Boy wonder Justin Bieber, spectacular Taylor Swift shine



Justin Bieber, the hot new pop sensation making tween girls swoon, opened for country/pop darling Taylor Swift, who dazzled the crowd for two hours.

This was the final show of Swift’s 15-month, 110-date tour. A sold-out audience of 56,858 roared like a jetliner on takeoff when Swift, dressed in white as a drum majorette, hit the stage at 8:45 and launched into her big hit “You Belong With Me.”

Before the song was over, she was in a short silver dress and running around with a matching acoustic guitar, one of at least eight costume changes.

“I have fallen completely in love with you after only two songs,” she said, after “Our Song.” “I love you like I love sparkly dresses.” “I love you like I love burning my ex-boyfriend’s pictures.”

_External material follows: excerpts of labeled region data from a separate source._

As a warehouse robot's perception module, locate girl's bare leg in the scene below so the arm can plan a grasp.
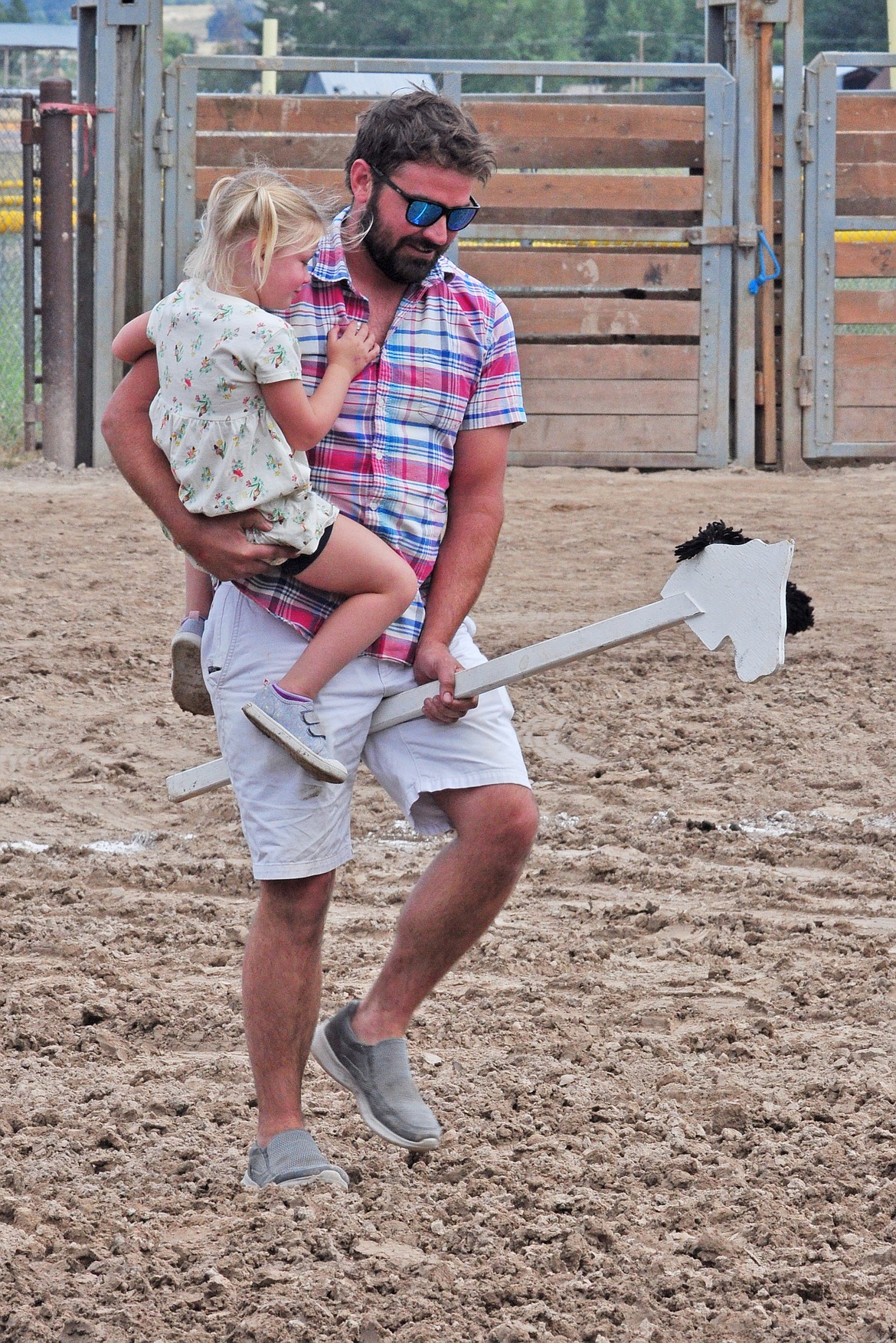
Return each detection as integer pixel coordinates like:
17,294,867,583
278,513,418,700
184,556,212,618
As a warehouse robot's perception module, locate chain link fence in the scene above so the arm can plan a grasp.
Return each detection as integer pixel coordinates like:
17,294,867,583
0,93,41,462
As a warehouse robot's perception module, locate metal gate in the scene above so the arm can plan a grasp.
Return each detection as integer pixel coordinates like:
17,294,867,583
800,52,896,461
155,57,736,478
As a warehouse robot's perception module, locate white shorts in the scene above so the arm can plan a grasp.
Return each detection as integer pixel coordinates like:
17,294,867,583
203,583,529,881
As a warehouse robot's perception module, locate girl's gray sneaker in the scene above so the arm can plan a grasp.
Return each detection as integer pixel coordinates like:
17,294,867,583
243,681,348,783
171,615,215,717
243,1128,348,1191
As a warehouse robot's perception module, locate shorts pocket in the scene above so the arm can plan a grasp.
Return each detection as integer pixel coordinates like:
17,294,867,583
203,583,246,691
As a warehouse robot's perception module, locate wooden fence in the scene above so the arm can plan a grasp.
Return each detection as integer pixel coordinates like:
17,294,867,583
803,54,896,459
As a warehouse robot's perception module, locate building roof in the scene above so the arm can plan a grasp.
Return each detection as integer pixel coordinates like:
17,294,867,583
0,23,78,51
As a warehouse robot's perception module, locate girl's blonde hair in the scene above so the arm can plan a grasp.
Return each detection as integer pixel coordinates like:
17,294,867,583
184,166,328,292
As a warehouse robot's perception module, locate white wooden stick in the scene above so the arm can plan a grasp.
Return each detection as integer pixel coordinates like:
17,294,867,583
168,593,702,802
371,593,702,732
161,541,794,802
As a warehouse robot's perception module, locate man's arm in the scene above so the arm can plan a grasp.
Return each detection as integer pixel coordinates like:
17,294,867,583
414,424,512,723
102,353,283,580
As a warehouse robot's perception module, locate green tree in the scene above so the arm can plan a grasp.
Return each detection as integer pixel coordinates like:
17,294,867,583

Later, there was a “Crimes of Passion” video segment, depicting “victims” of Swift’s songs. Teen heartbreak and subsequent revenge are favorite themes. She closed the regular set with “Picture to Burn,” with flames on the giant video screens.

Swift, 20, is, nominally, a country artist. There were a fiddle and banjo here and there and she did a four-song midset acoustic segment (she started from a ministage in the mezzanine and hugged numerous fans upon exiting) - but, really, this is all about arena pop. A Madonna-like spectacle, just not quite as racy. Swift is a superstar, but projected a between-song awe, expressing amazement at the overwhelming applause.

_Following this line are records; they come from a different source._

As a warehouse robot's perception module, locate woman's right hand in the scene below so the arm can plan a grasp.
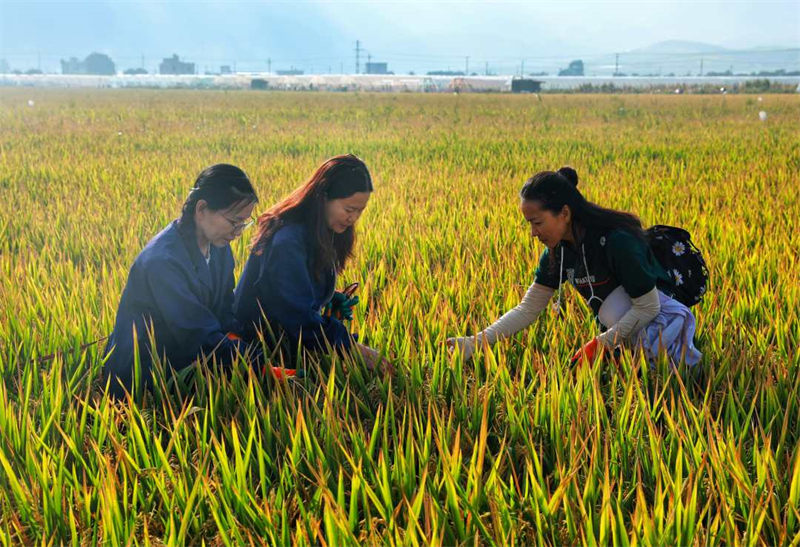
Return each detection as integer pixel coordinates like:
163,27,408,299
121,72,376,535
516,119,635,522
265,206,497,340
447,336,475,361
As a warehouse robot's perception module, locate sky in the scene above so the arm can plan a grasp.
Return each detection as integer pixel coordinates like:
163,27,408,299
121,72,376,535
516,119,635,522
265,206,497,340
0,0,800,73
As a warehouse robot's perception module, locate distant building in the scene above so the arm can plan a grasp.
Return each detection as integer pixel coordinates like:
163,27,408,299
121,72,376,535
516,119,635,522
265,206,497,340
367,63,389,74
61,52,117,76
158,53,194,74
511,78,542,93
558,59,583,76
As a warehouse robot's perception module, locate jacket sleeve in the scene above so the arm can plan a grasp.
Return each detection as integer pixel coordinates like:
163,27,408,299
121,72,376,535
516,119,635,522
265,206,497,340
597,287,661,348
145,260,239,365
258,233,351,350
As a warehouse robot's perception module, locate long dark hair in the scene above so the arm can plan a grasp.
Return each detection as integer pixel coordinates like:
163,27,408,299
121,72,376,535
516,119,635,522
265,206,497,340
178,163,258,236
519,167,645,243
253,154,372,279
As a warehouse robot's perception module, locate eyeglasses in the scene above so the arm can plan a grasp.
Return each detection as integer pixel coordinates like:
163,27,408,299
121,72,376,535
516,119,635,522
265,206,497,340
221,215,256,232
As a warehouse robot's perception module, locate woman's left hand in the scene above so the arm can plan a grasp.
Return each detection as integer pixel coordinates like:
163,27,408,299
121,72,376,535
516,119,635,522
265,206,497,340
572,338,601,365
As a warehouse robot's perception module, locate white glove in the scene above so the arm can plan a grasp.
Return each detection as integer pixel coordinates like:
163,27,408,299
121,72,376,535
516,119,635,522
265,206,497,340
447,336,475,361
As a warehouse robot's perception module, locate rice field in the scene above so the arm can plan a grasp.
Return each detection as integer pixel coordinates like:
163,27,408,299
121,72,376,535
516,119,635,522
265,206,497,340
0,89,800,546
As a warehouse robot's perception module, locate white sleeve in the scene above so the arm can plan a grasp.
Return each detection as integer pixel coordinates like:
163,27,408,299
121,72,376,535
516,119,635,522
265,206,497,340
451,283,556,359
475,283,555,344
597,287,661,348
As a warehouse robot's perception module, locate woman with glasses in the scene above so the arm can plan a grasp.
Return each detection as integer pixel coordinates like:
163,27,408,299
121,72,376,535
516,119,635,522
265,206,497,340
234,155,390,374
104,163,258,396
447,167,701,365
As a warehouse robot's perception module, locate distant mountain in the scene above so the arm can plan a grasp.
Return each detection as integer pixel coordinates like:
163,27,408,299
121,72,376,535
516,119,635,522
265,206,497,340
583,40,800,76
628,40,728,53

She acted out skits, danced with a partner during “Teardrops on My Guitar,” tossed a chair during the kiss-off rocker “Forever and Always,” and used six formally dressed dancers for the wistful, but soaring, “Love Story.”

Over the top? At times. But Swift has sizzle and substance. Her songs sport a boatload of hooks, and she’s got panache. During the encore, “Jump Then Fall,” heart-shaped confetti was shot from the stage. A lovefest. Then she closed with “Should Have Said No,” about a guy who cheated on her.

Bieber, like the young Justin Timberlake, offered himself as an approachable tween dream, mixing pop, hip-hop and r & b. He spent most of his half-hour on the catwalk in front of the stage, and brought one joy-stunned girl up for “One Less Lonely Girl.”

The apple-cheeked Bieber, 16, co-writes most of his music, and it’s both formulaic and catchy. The closer was the soaring “Baby.”

Bieber did a medley of Michael Jackson’s “Gotta Be Starting Something” and Aerosmith’s “Walk This Way.” He took a break from the mic to close it with a big walloping turn at the drums. A very lucky fan took one of those sticks home.

Gloriana and Kellie Pickler opened with sunshine-y people-pleasing sets of hard rock-country pop.